For Malaysian and Southeast Asian observers, these lessons hold particular resonance. The region has weathered its own epidemics, from dengue to COVID-19, and has similarly grappled with vaccine hesitancy, misinformation, and the challenge of reaching rural and marginalised communities. Congo's experience demonstrates that these problems are not unique to any single country or culture, but rather represent universal tensions between scientific authority and community agency, between urgent medical needs and deeply held beliefs. As health threats become increasingly global and unpredictable, the capacity to build trust across cultural and political divides may prove as vital as any vaccine or treatment protocol. The survivors of Congo's Ebola crisis offer not just cautionary tales, but a roadmap toward more effective, more humane, and ultimately more successful disease response.

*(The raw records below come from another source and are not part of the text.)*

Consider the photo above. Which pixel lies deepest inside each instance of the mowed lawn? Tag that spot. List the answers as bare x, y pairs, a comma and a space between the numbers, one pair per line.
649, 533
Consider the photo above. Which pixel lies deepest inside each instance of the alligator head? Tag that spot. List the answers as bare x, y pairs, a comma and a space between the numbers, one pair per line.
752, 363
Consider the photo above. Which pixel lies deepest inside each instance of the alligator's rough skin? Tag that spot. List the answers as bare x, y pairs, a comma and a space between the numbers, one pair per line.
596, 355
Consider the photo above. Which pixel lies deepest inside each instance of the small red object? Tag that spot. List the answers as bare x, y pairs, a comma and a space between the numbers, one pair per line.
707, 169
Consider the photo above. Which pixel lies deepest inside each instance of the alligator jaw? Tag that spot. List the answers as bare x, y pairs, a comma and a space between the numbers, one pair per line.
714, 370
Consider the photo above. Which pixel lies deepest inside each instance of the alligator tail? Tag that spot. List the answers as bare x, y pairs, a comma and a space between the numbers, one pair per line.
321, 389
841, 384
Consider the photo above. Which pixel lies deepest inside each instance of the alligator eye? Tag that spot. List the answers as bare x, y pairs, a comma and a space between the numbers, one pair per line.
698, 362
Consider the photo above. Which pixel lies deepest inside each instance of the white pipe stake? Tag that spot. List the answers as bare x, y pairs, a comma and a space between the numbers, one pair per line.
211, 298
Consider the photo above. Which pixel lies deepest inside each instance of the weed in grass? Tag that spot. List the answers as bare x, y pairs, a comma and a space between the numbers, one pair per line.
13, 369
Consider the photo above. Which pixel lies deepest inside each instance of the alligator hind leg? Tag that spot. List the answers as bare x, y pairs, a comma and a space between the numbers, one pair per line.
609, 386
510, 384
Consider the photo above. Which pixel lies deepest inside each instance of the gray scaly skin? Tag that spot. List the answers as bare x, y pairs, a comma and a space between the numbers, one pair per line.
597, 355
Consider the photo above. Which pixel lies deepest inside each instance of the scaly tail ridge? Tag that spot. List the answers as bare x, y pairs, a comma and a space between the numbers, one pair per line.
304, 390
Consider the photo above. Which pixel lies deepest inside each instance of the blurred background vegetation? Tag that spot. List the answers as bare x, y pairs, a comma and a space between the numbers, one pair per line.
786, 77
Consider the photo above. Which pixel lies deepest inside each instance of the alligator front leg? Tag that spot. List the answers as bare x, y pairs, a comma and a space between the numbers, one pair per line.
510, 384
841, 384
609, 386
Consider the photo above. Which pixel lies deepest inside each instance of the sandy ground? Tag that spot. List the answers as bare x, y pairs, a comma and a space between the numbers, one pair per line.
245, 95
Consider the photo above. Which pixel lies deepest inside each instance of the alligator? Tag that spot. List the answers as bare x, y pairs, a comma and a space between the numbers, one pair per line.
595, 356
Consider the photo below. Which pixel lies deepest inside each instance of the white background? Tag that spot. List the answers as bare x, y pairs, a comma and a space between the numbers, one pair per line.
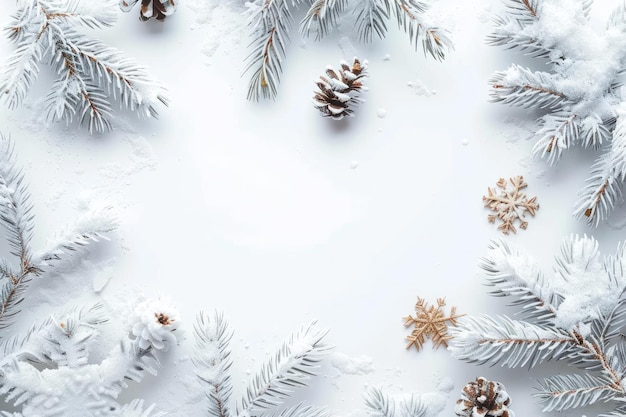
277, 216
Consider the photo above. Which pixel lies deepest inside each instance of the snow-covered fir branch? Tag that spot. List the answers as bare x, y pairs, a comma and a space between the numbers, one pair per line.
21, 265
575, 316
579, 95
47, 372
295, 362
270, 22
90, 75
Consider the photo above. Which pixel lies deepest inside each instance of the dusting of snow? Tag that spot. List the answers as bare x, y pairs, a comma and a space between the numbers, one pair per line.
344, 364
420, 88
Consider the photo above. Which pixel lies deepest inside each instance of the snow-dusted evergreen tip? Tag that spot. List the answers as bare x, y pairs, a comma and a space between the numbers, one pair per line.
575, 316
579, 94
271, 20
295, 362
18, 267
47, 372
90, 75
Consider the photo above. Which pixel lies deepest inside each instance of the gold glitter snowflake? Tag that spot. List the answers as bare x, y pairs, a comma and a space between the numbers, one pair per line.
430, 321
509, 204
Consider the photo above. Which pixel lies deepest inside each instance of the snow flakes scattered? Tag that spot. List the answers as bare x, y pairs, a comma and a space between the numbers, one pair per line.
345, 364
510, 204
430, 321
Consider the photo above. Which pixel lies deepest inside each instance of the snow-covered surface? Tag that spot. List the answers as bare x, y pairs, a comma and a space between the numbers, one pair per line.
277, 216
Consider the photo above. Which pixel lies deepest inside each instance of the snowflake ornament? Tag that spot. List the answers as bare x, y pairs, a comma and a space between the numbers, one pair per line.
509, 204
47, 373
430, 321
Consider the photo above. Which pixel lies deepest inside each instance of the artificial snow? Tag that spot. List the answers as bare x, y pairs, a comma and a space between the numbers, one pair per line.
344, 364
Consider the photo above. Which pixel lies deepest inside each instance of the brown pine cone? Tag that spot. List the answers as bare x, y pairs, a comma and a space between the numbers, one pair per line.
158, 9
483, 398
339, 90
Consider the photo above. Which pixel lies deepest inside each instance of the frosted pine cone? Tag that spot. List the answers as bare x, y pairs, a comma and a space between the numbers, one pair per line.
159, 9
154, 323
483, 398
339, 90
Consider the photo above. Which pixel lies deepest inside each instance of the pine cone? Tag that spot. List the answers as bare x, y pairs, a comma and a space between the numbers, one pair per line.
340, 90
159, 9
483, 398
154, 324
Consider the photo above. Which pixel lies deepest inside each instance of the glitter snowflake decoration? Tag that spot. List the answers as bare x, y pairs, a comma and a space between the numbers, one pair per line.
430, 321
510, 204
47, 373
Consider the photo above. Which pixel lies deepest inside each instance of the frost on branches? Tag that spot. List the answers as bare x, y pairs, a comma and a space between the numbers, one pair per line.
90, 75
580, 94
19, 267
48, 373
575, 316
270, 22
295, 362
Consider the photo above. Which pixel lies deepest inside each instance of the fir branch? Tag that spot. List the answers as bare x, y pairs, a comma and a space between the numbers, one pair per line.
562, 392
524, 11
435, 40
292, 365
601, 194
380, 404
509, 33
321, 17
578, 113
92, 227
372, 17
519, 86
300, 410
212, 361
526, 286
511, 343
270, 21
585, 331
16, 217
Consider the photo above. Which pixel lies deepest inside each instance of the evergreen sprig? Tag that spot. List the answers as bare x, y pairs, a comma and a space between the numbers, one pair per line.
270, 22
575, 112
91, 75
295, 362
17, 219
576, 317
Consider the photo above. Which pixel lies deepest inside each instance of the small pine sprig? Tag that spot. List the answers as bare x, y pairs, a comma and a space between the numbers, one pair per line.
339, 91
90, 75
577, 112
576, 317
69, 385
158, 9
270, 22
295, 362
379, 403
17, 220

Moreover, the current outbreak's lack of an approved vaccine underscores how quickly circumstances can change and how preparedness—both medical and social—cannot be deferred. Congo's health authorities, informed by survivors' insights, have an opportunity to avoid repeating previous patterns of distrust and misinformation. Whether they succeed will say much about whether the lessons of 2018-2020 have truly been learned, and whether future outbreaks, whether in Congo or elsewhere, can be met with communities that are informed, engaged, and willing to act in concert with health authorities toward collective survival.